32 McNemar’s test
The McNemar’s test (also known as the paired or matched chi-square) is used to determine if there are differences on a dichotomous dependent variable between two related groups. It can be considered to be similar to the paired-samples t-test, but for a dichotomous rather than a continuous dependent variable. The McNemar’s test is used to analyze pretest-posttest study designs (observing categorical outcomes more than once in the same patient), as well as being commonly employed in analyzing matched pairs and case-control studies.
When we have finished this Chapter, we should be able to:
32.1 Research question and Hypothesis Testing
We consider the data in asthma dataset.
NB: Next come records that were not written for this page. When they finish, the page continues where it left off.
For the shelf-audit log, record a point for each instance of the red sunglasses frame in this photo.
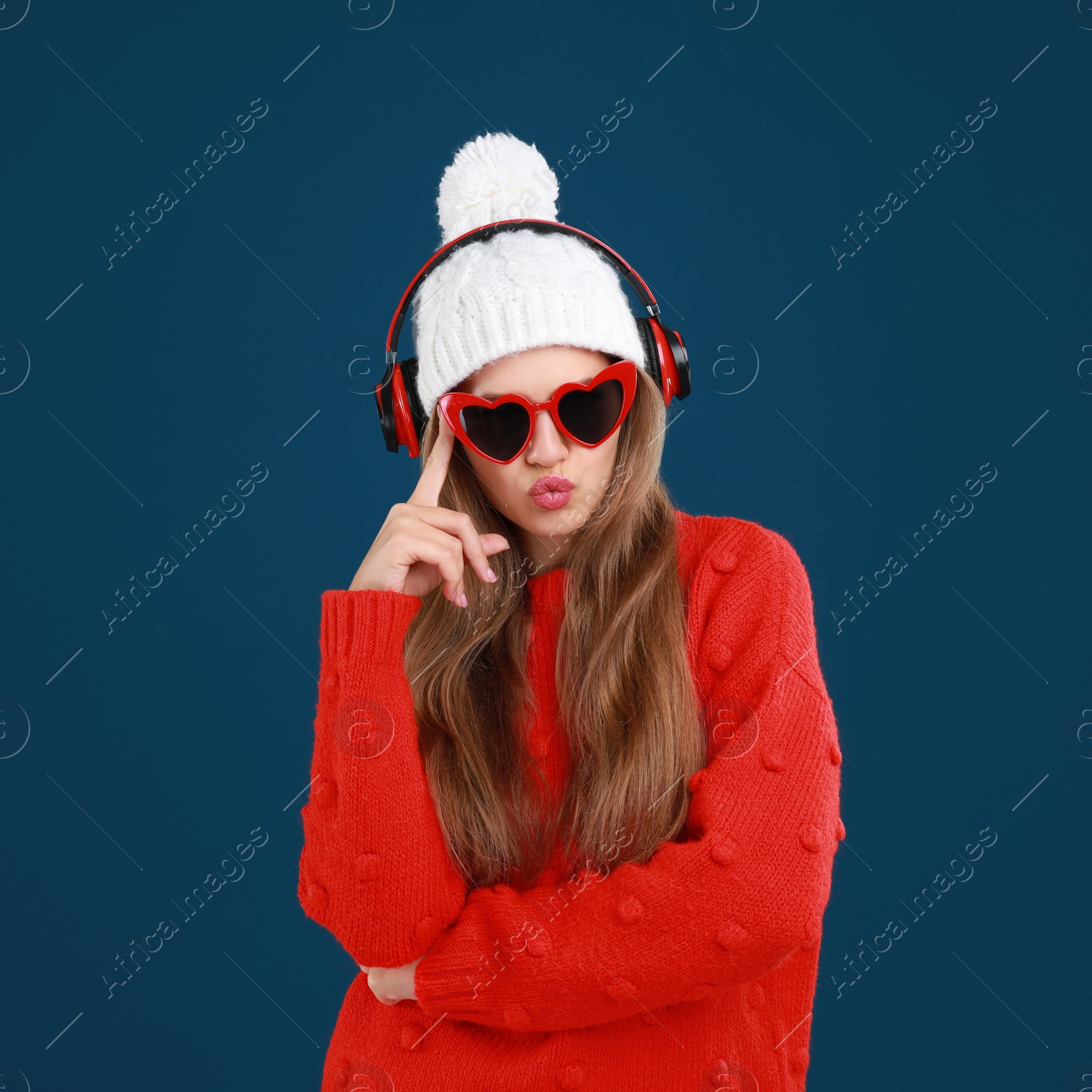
(452, 403)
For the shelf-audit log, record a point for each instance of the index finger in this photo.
(433, 476)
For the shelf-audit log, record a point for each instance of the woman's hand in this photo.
(392, 986)
(422, 545)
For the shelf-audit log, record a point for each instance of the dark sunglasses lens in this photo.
(496, 431)
(590, 415)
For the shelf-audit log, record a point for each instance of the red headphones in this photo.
(400, 410)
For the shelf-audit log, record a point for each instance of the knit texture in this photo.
(520, 289)
(693, 970)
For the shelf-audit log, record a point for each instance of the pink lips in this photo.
(551, 491)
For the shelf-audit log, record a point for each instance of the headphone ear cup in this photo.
(651, 353)
(420, 422)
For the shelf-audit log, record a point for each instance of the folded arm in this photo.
(374, 870)
(730, 904)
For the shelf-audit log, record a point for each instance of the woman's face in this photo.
(549, 520)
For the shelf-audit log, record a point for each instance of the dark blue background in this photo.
(162, 382)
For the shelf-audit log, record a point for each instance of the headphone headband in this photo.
(500, 227)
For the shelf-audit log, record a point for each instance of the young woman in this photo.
(576, 775)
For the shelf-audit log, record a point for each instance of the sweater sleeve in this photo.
(746, 889)
(374, 868)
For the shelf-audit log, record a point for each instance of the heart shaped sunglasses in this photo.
(500, 429)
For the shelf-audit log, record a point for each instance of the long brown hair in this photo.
(626, 698)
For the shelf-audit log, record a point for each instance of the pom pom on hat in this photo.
(519, 289)
(495, 177)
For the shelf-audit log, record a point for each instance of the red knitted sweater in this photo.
(693, 970)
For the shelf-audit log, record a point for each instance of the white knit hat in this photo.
(518, 291)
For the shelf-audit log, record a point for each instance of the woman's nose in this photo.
(547, 445)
The dataset contains data from a survey of 86 children with asthma who attended a camp to learn how to self-manage their asthmatic episodes. The children were asked whether they knew (yes or not) how to manage their asthmatic episodes appropriately at both the start and completion of the camp.
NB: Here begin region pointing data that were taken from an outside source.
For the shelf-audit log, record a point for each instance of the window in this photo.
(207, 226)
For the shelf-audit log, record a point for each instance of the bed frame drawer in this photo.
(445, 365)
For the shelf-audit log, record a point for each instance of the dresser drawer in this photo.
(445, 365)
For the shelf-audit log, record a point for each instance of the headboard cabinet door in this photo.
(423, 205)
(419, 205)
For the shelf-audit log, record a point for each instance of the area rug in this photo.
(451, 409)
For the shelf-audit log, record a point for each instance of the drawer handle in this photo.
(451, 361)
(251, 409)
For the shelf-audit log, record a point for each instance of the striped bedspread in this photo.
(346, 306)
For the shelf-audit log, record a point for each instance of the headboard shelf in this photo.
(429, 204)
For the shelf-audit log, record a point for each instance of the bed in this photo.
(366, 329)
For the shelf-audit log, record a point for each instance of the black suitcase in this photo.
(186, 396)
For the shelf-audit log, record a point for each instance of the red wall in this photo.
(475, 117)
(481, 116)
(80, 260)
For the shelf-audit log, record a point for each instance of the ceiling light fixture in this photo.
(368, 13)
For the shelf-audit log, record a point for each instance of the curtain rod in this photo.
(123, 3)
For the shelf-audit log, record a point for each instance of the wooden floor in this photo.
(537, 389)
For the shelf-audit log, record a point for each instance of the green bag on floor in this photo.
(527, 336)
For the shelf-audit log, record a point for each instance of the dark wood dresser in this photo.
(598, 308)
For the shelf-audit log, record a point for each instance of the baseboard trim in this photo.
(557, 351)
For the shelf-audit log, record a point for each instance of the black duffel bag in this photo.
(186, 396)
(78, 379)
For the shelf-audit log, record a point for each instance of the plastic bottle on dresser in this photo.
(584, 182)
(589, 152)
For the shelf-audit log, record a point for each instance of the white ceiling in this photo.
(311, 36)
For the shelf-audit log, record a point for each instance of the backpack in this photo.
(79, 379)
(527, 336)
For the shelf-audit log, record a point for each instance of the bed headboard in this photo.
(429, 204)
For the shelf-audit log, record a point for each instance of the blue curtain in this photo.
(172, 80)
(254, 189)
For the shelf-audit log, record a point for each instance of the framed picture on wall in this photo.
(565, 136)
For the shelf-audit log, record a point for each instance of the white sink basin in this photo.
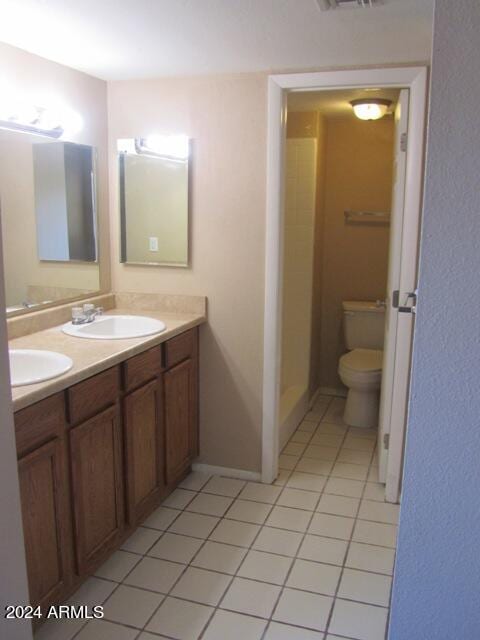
(28, 366)
(115, 328)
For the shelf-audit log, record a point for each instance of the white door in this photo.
(398, 326)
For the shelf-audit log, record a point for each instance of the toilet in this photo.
(360, 369)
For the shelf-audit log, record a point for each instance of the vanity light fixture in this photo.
(52, 121)
(174, 147)
(370, 108)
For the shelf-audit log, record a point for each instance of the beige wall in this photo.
(87, 96)
(226, 118)
(358, 176)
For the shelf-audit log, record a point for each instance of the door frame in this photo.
(412, 78)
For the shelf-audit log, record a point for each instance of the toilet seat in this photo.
(362, 365)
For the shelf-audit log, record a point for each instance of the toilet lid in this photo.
(363, 360)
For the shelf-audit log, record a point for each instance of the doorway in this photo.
(280, 88)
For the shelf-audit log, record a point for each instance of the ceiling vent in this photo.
(347, 4)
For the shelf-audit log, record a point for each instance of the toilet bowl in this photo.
(361, 371)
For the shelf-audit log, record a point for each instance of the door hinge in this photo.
(410, 296)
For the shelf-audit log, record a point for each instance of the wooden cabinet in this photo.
(45, 522)
(98, 458)
(144, 447)
(97, 487)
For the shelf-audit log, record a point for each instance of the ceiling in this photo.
(336, 103)
(126, 39)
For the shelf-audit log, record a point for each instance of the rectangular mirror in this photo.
(154, 178)
(49, 220)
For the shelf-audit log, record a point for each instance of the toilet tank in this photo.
(363, 325)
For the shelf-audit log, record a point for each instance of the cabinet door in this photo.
(45, 512)
(144, 449)
(180, 418)
(97, 487)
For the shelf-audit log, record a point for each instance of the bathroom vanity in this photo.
(98, 456)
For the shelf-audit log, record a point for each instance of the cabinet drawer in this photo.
(39, 423)
(180, 348)
(142, 368)
(89, 397)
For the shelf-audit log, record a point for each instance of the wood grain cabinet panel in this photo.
(45, 523)
(179, 418)
(97, 487)
(143, 426)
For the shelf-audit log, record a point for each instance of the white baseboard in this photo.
(228, 472)
(333, 391)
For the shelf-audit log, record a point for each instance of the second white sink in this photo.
(115, 328)
(28, 366)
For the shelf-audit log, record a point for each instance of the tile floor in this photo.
(307, 558)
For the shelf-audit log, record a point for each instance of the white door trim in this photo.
(413, 78)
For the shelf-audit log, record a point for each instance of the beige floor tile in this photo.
(344, 487)
(118, 566)
(247, 511)
(156, 575)
(374, 491)
(359, 621)
(291, 519)
(176, 548)
(194, 524)
(278, 541)
(298, 499)
(383, 535)
(303, 609)
(302, 437)
(266, 567)
(209, 504)
(281, 631)
(219, 557)
(324, 524)
(354, 457)
(103, 630)
(250, 597)
(287, 463)
(306, 481)
(141, 540)
(320, 452)
(370, 558)
(161, 519)
(233, 532)
(131, 606)
(234, 626)
(338, 505)
(180, 619)
(313, 576)
(321, 549)
(229, 487)
(350, 471)
(379, 512)
(199, 585)
(361, 586)
(294, 449)
(314, 466)
(260, 492)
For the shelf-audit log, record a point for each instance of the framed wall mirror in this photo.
(49, 220)
(154, 200)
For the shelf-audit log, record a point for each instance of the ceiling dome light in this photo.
(370, 108)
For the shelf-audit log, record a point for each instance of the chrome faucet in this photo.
(85, 314)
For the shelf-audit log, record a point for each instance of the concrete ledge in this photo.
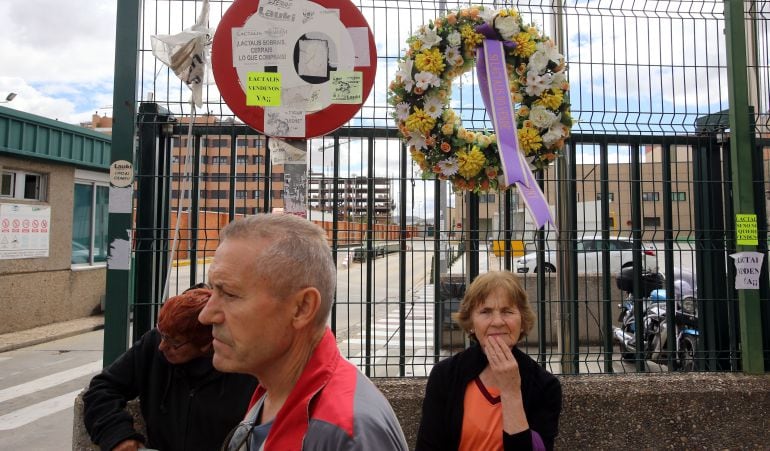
(629, 411)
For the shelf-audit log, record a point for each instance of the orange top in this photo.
(482, 418)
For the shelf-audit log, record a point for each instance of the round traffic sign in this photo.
(294, 69)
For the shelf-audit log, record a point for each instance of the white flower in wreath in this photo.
(402, 111)
(550, 51)
(454, 39)
(507, 26)
(537, 83)
(404, 73)
(559, 80)
(555, 133)
(488, 14)
(449, 166)
(429, 39)
(538, 62)
(433, 106)
(426, 79)
(541, 117)
(417, 140)
(452, 54)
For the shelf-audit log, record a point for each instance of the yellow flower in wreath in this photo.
(551, 100)
(530, 140)
(430, 60)
(525, 46)
(470, 163)
(420, 121)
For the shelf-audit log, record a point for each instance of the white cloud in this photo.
(58, 56)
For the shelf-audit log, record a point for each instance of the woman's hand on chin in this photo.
(503, 366)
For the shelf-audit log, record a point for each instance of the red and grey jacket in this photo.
(333, 406)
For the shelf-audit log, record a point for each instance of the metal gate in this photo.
(653, 161)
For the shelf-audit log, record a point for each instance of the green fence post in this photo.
(741, 153)
(119, 226)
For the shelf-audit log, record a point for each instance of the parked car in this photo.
(589, 256)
In other words, was a significant change in children’s knowledge of asthma management between the beginning and completion of the health camp?
32.2 Packages we need
We need to load the following packages:
32.3 Preparing the data
We import the data asthma in R:
library(readxl)
asthma <- read_excel(here("data", "asthma.xlsx"))
We inspect the data and the type of variables:
glimpse(asthma)
Rows: 86
Columns: 2
$ know_begin <chr> "yes", "no", "yes", "no", "no", "no", "yes", "no", "no", "y…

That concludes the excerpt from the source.